From time to time we’re asked to sum up what the Center for Consumer Freedom is all about. Today we’re sharing a virtual smorgasbord of answers, courtesy of our Executive Director’s regular column on the Daily Caller news website.

The Center’s main job is to bring much-needed reality to public debates about what Americans eat and drink. And believe us, there’s plenty to talk about—far too much to fit into a single online column. But we did manage to cover obesity politics, trace levels of mercury in fish, high fructose corn syrup, trans fats, sodium, and proposals to tax soft drinks.

Just like in our national discussions about energy and the environment, public health debates about food and beverages tend to come down to he-said-she-said shouting matches. And too often, the loudest shouter brings home the gold.

With eight- and nine-figure budgets, activist groups can often out-yell everyone else—even when science and reason go against what they’re screaming. That’s where we come in.
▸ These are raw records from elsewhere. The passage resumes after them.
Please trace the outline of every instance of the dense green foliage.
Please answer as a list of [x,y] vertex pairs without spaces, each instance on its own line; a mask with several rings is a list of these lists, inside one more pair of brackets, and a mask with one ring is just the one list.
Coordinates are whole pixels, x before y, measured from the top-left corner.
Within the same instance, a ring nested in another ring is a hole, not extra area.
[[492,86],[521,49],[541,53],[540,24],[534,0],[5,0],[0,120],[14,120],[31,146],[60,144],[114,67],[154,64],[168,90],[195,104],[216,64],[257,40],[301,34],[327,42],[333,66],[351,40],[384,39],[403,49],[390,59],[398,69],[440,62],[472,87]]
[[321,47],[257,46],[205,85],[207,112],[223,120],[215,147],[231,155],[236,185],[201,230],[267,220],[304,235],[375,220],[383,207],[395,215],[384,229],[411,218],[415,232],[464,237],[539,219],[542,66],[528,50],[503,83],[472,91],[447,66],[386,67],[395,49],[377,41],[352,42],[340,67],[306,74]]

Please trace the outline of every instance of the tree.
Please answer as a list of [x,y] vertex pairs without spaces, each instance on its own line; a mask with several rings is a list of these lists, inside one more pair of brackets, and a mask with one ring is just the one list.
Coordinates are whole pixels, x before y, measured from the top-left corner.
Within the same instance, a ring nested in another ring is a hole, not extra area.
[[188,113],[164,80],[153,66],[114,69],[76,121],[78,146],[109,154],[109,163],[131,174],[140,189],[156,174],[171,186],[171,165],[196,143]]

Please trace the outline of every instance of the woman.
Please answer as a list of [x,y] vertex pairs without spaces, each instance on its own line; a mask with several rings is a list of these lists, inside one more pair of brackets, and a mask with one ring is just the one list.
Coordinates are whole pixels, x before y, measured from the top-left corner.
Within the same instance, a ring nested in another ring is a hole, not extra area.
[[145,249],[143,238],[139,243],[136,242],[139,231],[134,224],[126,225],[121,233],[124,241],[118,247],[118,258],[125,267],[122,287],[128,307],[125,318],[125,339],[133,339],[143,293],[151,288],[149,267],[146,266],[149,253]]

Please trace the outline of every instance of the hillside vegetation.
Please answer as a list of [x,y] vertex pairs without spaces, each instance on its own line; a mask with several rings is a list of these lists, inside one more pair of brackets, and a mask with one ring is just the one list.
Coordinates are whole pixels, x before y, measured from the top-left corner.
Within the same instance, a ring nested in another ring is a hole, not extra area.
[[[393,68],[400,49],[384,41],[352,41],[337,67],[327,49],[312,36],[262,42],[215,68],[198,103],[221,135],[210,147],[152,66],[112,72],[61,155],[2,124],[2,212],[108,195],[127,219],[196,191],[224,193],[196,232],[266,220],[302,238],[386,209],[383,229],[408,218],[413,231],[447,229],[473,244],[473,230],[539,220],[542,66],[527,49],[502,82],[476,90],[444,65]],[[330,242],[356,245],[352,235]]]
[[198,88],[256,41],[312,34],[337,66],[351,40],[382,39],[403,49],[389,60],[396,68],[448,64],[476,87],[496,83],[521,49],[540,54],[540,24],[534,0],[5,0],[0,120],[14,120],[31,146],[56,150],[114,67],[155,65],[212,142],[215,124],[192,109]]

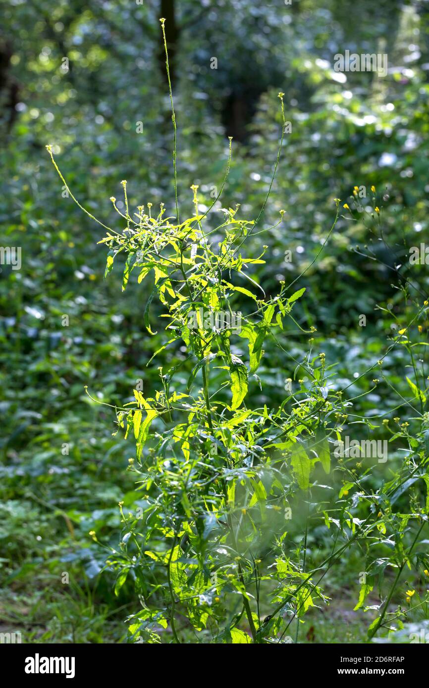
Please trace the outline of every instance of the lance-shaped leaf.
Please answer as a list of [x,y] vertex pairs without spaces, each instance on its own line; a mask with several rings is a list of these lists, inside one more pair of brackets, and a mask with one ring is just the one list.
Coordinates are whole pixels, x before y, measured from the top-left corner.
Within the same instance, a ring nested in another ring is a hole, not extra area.
[[242,361],[236,356],[232,356],[232,365],[230,366],[231,391],[232,392],[232,402],[231,408],[238,409],[247,394],[247,368]]

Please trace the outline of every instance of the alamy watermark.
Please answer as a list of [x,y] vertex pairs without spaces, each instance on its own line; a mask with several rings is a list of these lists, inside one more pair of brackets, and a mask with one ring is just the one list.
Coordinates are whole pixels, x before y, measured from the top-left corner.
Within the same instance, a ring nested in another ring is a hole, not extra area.
[[11,265],[21,270],[21,246],[0,246],[0,265]]

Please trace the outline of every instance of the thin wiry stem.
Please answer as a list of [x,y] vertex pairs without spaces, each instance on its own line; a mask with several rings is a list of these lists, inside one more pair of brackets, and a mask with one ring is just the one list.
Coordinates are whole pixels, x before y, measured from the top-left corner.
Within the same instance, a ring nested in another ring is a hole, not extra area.
[[174,197],[176,198],[176,214],[177,215],[177,222],[178,224],[180,224],[180,219],[179,217],[179,204],[177,198],[177,169],[176,164],[176,158],[177,153],[177,127],[176,126],[176,114],[174,112],[174,104],[173,103],[173,92],[171,90],[171,80],[170,78],[170,69],[168,62],[168,50],[167,48],[167,39],[165,38],[165,19],[163,17],[159,20],[161,23],[161,28],[163,30],[163,38],[164,39],[164,49],[165,50],[165,66],[167,67],[167,78],[168,80],[168,88],[170,94],[170,103],[171,103],[171,120],[173,121],[173,128],[174,129],[174,144],[173,149],[173,167],[174,168]]

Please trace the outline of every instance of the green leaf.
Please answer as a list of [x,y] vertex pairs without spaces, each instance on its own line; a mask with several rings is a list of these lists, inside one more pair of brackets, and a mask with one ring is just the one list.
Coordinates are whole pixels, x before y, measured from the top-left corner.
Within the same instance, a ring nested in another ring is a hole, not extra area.
[[412,389],[415,397],[417,399],[421,399],[421,401],[423,402],[423,404],[426,403],[426,396],[422,391],[422,390],[419,389],[419,387],[417,386],[417,385],[415,385],[414,383],[411,380],[410,380],[410,378],[407,378],[406,380],[410,387],[411,387],[411,389]]
[[198,361],[197,365],[194,366],[194,367],[192,369],[192,372],[191,373],[188,378],[188,384],[187,384],[188,391],[192,387],[192,383],[195,380],[195,376],[197,374],[200,368],[202,368],[203,365],[205,365],[207,363],[209,363],[211,361],[213,361],[213,359],[216,358],[216,354],[208,354],[207,356],[205,356],[204,358],[201,358],[201,360]]
[[124,583],[127,580],[127,576],[128,575],[129,570],[129,569],[126,568],[125,569],[125,570],[121,571],[119,575],[118,576],[118,578],[116,579],[116,582],[115,583],[115,590],[114,590],[115,595],[116,596],[116,597],[119,594],[119,590],[121,590]]
[[107,277],[109,272],[113,268],[113,256],[111,253],[107,255],[107,261],[106,263],[106,269],[104,271],[105,279]]
[[250,645],[252,639],[247,633],[240,631],[239,628],[231,629],[231,638],[233,645]]
[[[232,402],[231,408],[233,411],[238,409],[247,394],[247,368],[237,356],[232,356],[233,364],[230,366],[232,392]],[[235,361],[240,361],[236,363]]]
[[242,324],[241,332],[238,333],[240,337],[249,339],[249,356],[250,358],[250,372],[254,373],[259,366],[261,360],[261,347],[264,341],[261,342],[259,350],[255,350],[255,343],[256,341],[256,331],[255,327],[248,323]]
[[154,418],[158,416],[158,411],[155,409],[151,408],[147,401],[145,402],[145,408],[146,409],[146,418],[140,425],[138,439],[136,446],[136,455],[138,460],[141,456],[142,450],[147,439],[151,423]]
[[359,600],[357,601],[357,604],[356,605],[356,606],[353,608],[353,612],[355,612],[357,610],[360,609],[360,608],[364,604],[364,602],[365,601],[365,599],[371,592],[373,587],[374,585],[370,585],[369,583],[362,583],[360,592],[359,593]]

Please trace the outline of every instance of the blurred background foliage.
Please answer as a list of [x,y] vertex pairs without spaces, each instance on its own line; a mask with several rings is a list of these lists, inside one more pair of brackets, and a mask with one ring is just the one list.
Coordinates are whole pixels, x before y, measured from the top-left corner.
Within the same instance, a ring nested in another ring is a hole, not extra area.
[[[131,448],[112,437],[114,414],[83,387],[114,405],[129,400],[141,378],[149,394],[158,372],[156,365],[145,365],[159,338],[143,324],[148,288],[130,283],[121,295],[118,268],[104,281],[105,255],[96,245],[103,230],[64,197],[45,145],[54,146],[74,195],[111,226],[118,228],[118,217],[109,197],[121,197],[122,179],[132,206],[163,201],[173,214],[172,129],[158,22],[165,17],[182,213],[192,212],[192,184],[200,185],[202,209],[210,204],[232,136],[233,163],[218,207],[240,203],[242,217],[250,219],[269,184],[280,137],[277,94],[284,92],[291,132],[260,228],[282,208],[284,219],[247,248],[259,255],[261,244],[269,245],[266,265],[255,270],[266,293],[309,265],[332,224],[334,198],[346,202],[355,185],[366,187],[370,211],[375,186],[391,249],[370,222],[342,213],[302,279],[307,291],[300,321],[317,328],[317,346],[337,363],[333,384],[344,387],[388,345],[391,321],[375,306],[395,312],[399,294],[391,283],[409,276],[408,247],[424,241],[428,229],[429,2],[3,0],[3,8],[0,245],[21,247],[22,268],[0,270],[0,565],[8,585],[1,627],[22,629],[33,641],[121,641],[132,590],[125,585],[114,596],[113,577],[101,573],[103,552],[88,533],[114,542],[117,502],[135,505],[138,493],[126,472]],[[387,76],[335,72],[334,55],[346,49],[387,53]],[[356,251],[366,244],[381,262]],[[412,276],[426,287],[425,266],[416,269]],[[366,328],[359,326],[361,314]],[[286,341],[295,358],[306,351],[296,332]],[[159,365],[180,355],[163,352]],[[280,350],[267,351],[266,360],[262,389],[255,385],[252,392],[258,404],[281,402],[285,378],[293,376],[293,361]],[[384,364],[405,389],[401,352]],[[357,380],[350,396],[370,384]],[[382,413],[397,405],[392,395],[380,387],[355,408]],[[63,572],[70,572],[68,585]],[[343,572],[346,588],[349,582]],[[359,641],[358,619],[342,610],[337,616],[335,634]],[[324,623],[308,641],[332,641]]]

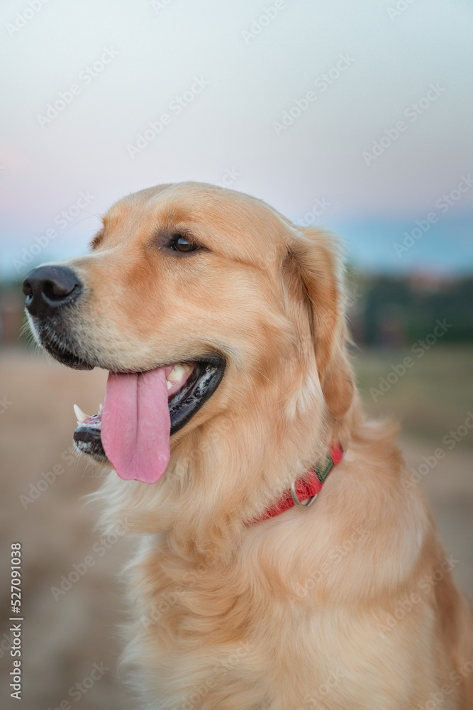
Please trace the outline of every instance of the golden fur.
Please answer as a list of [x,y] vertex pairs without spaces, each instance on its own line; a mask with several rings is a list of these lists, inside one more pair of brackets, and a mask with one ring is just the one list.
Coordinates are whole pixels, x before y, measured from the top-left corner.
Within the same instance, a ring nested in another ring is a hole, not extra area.
[[[206,248],[165,256],[166,232]],[[65,263],[109,369],[227,360],[162,478],[111,471],[99,493],[104,524],[140,541],[124,661],[143,706],[471,710],[469,611],[395,432],[363,417],[333,238],[187,182],[121,200]],[[310,510],[249,524],[333,441],[345,455]]]

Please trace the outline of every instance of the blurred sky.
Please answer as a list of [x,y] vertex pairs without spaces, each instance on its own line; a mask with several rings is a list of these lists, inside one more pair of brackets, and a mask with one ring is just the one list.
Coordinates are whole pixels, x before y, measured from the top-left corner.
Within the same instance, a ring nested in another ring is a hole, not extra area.
[[128,192],[224,178],[362,269],[473,271],[467,0],[3,0],[0,28],[4,277]]

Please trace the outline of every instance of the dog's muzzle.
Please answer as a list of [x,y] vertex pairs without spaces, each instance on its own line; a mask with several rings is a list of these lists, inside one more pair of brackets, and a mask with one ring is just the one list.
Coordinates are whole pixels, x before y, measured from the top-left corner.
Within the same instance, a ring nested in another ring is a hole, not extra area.
[[70,305],[82,290],[77,274],[67,266],[38,266],[30,271],[23,284],[26,310],[39,318],[52,315],[58,308]]

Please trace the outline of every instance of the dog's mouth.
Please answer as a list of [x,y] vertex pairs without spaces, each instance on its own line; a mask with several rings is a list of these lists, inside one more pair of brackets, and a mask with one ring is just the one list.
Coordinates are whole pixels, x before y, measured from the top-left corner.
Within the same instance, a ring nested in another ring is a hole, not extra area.
[[[94,366],[78,359],[64,364]],[[122,479],[155,483],[169,462],[170,437],[213,394],[225,367],[223,357],[208,355],[144,372],[111,371],[97,414],[74,406],[76,448],[96,461],[108,459]]]

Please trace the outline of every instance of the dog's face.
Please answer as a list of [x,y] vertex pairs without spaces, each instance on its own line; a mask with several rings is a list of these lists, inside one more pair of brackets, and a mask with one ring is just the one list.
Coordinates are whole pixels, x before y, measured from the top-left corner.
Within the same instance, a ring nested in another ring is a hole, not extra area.
[[[32,329],[50,354],[113,373],[101,423],[100,415],[79,422],[80,450],[99,460],[106,453],[117,469],[139,468],[169,433],[223,412],[238,416],[274,378],[284,400],[306,398],[294,387],[307,388],[308,377],[319,409],[345,413],[351,381],[326,238],[308,239],[259,200],[200,183],[137,192],[103,224],[90,254],[43,265],[24,285]],[[131,421],[138,410],[162,430],[159,440]],[[134,464],[133,437],[144,452]],[[144,477],[118,472],[152,482],[163,457]]]

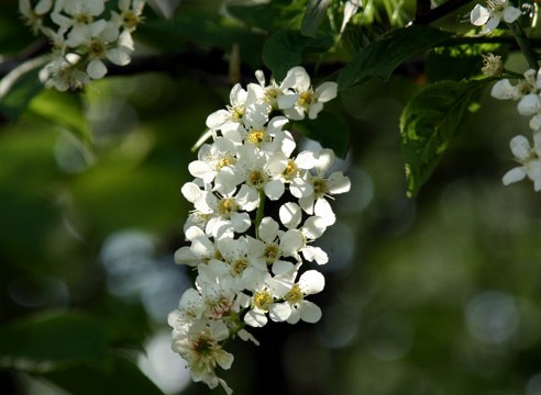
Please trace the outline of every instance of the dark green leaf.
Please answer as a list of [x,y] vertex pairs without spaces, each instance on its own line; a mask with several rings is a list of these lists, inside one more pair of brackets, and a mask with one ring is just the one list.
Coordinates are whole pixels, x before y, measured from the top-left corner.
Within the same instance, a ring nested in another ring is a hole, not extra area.
[[163,395],[163,392],[129,359],[111,356],[110,369],[73,366],[43,377],[77,395],[130,394]]
[[431,82],[441,80],[471,79],[479,76],[483,55],[500,55],[503,61],[507,54],[500,44],[467,44],[453,47],[434,48],[428,54],[426,74]]
[[81,97],[78,93],[47,89],[30,102],[29,110],[60,125],[85,145],[91,142]]
[[0,330],[0,364],[27,372],[66,365],[107,364],[101,326],[87,314],[45,312],[21,318]]
[[309,37],[316,36],[319,25],[325,18],[329,3],[330,0],[308,0],[305,18],[302,19],[302,24],[300,26],[300,33]]
[[485,81],[441,81],[411,98],[400,119],[408,196],[416,196],[460,131]]
[[336,80],[339,87],[350,88],[373,77],[386,81],[405,60],[438,46],[451,36],[452,33],[429,26],[397,29],[361,49],[340,71]]
[[9,120],[16,120],[42,89],[37,75],[45,58],[36,58],[14,68],[0,81],[0,112]]
[[299,29],[306,0],[273,0],[263,4],[234,5],[227,2],[228,13],[250,27],[266,32],[279,29]]
[[329,35],[307,37],[298,31],[279,31],[265,42],[263,61],[273,71],[273,77],[281,80],[287,70],[300,64],[302,54],[323,53],[332,45]]
[[338,157],[345,158],[350,146],[350,128],[338,114],[323,111],[317,120],[306,119],[296,126],[307,137],[319,142],[324,148],[333,149]]

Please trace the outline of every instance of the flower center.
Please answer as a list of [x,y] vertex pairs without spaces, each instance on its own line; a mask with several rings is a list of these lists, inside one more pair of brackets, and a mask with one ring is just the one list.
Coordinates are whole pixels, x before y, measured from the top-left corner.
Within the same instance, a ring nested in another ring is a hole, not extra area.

If you’ve followed our work in recent years, you know that we forced the Centers for Disease Control and Prevention to lower (by 93 percent!) its estimate of how many deaths each year are attributable to obesity. Why? The agency’s epidemiologists practiced shoddy public-health science.

Our regular readers also know that high fructose corn syrup is basically the same as ordinary sugar (so sayeth the American Medical Association); that the health benefits of seafood far outweigh any health risks (according to the Harvard School of Public Health); that the Center for Science in the Public Interest was for trans fats before it was against them; and that lowering everyone’s salt intake is essentially a coin flip that would harm as many Americans as it helps (and that’s the American Journal of Hypertension talking).

We have no illusion that food activists will wean themselves off of their collective junk-science diet any time soon. But fear not—we’ll be there to debunk, deflate, demystify, and contextualize whatever crazy new food fear they cook up next. Even if it means our opponents take plenty of cheap rhetorical shots at us along the way.